HB 567, Solar Energy Systems, was, on Feb. 21, “withdrawn prior to introduction.” No companion bill was filed in the Senate. Among HB 567’s provisions, it would have required “solar energy systems manufactured or sold in the state to be certified pursuant to National Renewable Energy Laboratory standards.”

HB 697 and SB 786, Federal Immigration Enforcement, would have prohibited sanctuary policies and required state and local government entities, including law-enforcement agencies, “to comply with and support the enforcement of federal immigration laws.” On April 13, the Senate version was “withdrawn from further consideration.” On May 5, the House version was “indefinitely postponed and withdrawn from consideration.”

HB 761, Water Resources, would, among other things, have provided for a reservoir in the Everglades Agricultural Area and required the “South Florida Water Management District to seek out specified property and coordinate with U.S. Army Corps of Engineers.” On May 5, it was “indefinitely postponed and withdrawn from consideration.” A related bill, SB 10, also named Water Resources, passed; it was sent on May 4 to Gov. Rick Scott for his signature. SB 10’s provisions include “authorizing the South Florida Water Management District and the Board of Trustees of the Internal Improvement Trust Fund to negotiate the amendment and termination of leases on lands within the Everglades Agricultural Area for exchange or use for the reservoir project … (and) prohibiting the use of inmates for correctional work programs in the agricultural industry in certain areas.”

HB 1211 and SB 816, Central and Southern Florida Project for Flood Control and Other Purposes, would have directed “the South Florida Water Management District to take control of discharges of water from Lake Okeechobee and take a leadership role in the rehabilitation of the Herbert Hoover Dike,” among other things. Both bills were “indefinitely postponed and withdrawn from consideration” on May 5.

HB 2205, Sustainability Institute — Florida Agricultural and Mechanical University, would have provided a one-time appropriation of $716,000 for the Sustainability Institute. No related Senate bill was filed. HB 2205 was “indefinitely postponed and withdrawn from consideration” on May 5.

HB 2327, St. Lucie County Indian River Lagoon Pollution Reduction Project, would have provided an appropriation for the St.
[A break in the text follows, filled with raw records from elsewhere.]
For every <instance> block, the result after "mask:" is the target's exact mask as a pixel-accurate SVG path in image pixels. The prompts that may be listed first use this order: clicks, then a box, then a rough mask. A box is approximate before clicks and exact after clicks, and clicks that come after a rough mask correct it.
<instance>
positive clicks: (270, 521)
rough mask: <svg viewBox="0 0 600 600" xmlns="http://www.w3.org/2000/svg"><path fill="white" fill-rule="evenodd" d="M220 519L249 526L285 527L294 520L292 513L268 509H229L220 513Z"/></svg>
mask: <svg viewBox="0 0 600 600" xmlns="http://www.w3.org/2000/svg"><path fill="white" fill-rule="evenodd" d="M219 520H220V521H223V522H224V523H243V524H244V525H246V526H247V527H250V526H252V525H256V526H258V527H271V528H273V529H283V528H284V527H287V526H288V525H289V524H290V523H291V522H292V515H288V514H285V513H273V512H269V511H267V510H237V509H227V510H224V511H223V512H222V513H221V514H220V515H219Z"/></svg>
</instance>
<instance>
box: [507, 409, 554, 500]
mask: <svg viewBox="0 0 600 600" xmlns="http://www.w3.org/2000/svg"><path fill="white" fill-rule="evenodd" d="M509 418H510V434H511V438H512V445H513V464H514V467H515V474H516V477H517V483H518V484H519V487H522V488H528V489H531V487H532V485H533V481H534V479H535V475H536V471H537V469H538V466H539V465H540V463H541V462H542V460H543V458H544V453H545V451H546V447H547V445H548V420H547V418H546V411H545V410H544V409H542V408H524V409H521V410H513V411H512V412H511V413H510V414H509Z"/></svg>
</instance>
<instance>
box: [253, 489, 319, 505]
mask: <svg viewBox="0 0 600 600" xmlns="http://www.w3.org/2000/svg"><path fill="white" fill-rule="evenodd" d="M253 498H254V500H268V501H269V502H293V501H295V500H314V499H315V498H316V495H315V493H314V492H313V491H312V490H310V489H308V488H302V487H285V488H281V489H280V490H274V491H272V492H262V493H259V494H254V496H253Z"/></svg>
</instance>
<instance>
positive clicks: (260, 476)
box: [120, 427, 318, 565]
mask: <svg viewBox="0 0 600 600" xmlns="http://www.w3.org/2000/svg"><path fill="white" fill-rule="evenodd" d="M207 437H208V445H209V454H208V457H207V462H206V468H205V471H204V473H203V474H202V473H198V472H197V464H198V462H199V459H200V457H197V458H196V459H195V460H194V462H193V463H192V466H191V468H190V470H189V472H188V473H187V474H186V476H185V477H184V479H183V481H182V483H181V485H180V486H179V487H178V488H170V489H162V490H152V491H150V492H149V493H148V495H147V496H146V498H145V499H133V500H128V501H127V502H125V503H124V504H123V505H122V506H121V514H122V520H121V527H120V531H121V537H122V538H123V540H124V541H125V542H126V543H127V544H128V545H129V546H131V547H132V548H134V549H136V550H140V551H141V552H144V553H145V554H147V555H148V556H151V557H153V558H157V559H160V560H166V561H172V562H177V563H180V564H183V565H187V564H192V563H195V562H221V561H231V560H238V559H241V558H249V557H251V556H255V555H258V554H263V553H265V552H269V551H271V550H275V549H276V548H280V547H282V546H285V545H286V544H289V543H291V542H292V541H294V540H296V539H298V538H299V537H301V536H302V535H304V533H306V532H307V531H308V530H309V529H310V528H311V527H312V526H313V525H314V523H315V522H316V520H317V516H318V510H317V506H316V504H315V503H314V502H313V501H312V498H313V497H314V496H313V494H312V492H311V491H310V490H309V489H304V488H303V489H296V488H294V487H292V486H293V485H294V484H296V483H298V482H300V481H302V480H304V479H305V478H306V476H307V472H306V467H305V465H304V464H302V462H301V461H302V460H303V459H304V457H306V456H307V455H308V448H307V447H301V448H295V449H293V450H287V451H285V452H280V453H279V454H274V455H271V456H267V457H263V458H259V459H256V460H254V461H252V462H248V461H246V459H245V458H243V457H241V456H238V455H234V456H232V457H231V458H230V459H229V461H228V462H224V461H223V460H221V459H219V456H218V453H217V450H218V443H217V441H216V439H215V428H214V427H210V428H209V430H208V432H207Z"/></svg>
Lucie County Indian River Lagoon Pollution Reduction Project” of $3,861,750. On May 5, it was “indefinitely postponed and withdrawn from consideration.” No related Senate bill was filed.

HB 2383, Upgrade Southwest Florida Research and Education Center at IFAS, sought a $1 million one-time allocation to upgrade the Southwest Florida Research and Education Center at the University of Florida’s Institute of Food and Agricultural Sciences. No related Senate bill was filed. On May 5, HB 2383 bill was “indefinitely postponed and withdrawn from consideration.”

HB 2681, Farm Share Program — Florida City Farmers Market, would have provided a one-time allocation of $500,000 to the Farm Share Program at the Florida City Farmers Market. No similar Senate bill was filed. On May 5, HB 2681 was “indefinitely postponed and withdrawn from consideration.”

HB 2691, Hardee County Cattlemen’s Arena and Exposition Hall. On Friday, May 5, the bill was “indefinitely postponed and withdrawn from consideration.” The bill asked for a one-time allocation of $300,000 for the arena and exposition hall. No related Senate bill was filed.

HB 2701, Treasure Coast Food Bank Florida Agriculture and Nourishment Collaborative, would have provided a one-time allocation of $1.05 million to fund the collaborative. No related Senate bill was filed. On May 5, HB 2701 was “indefinitely postponed and withdrawn from consideration.”

SB 86 was filed only in the Senate

SB 86, Agricultural Land Classification and Assessment, would have provided “an exception from a certain requirement for lands to be classified as agricultural for taxation purposes; and requiring that land jointly used for commercial non-agricultural purposes and bona fide agricultural purposes directly related to apiculture (bee-keeping) be classified as agricultural.” On May 5, the bill was “indefinitely postponed and withdrawn from consideration.” No House version was ever filed.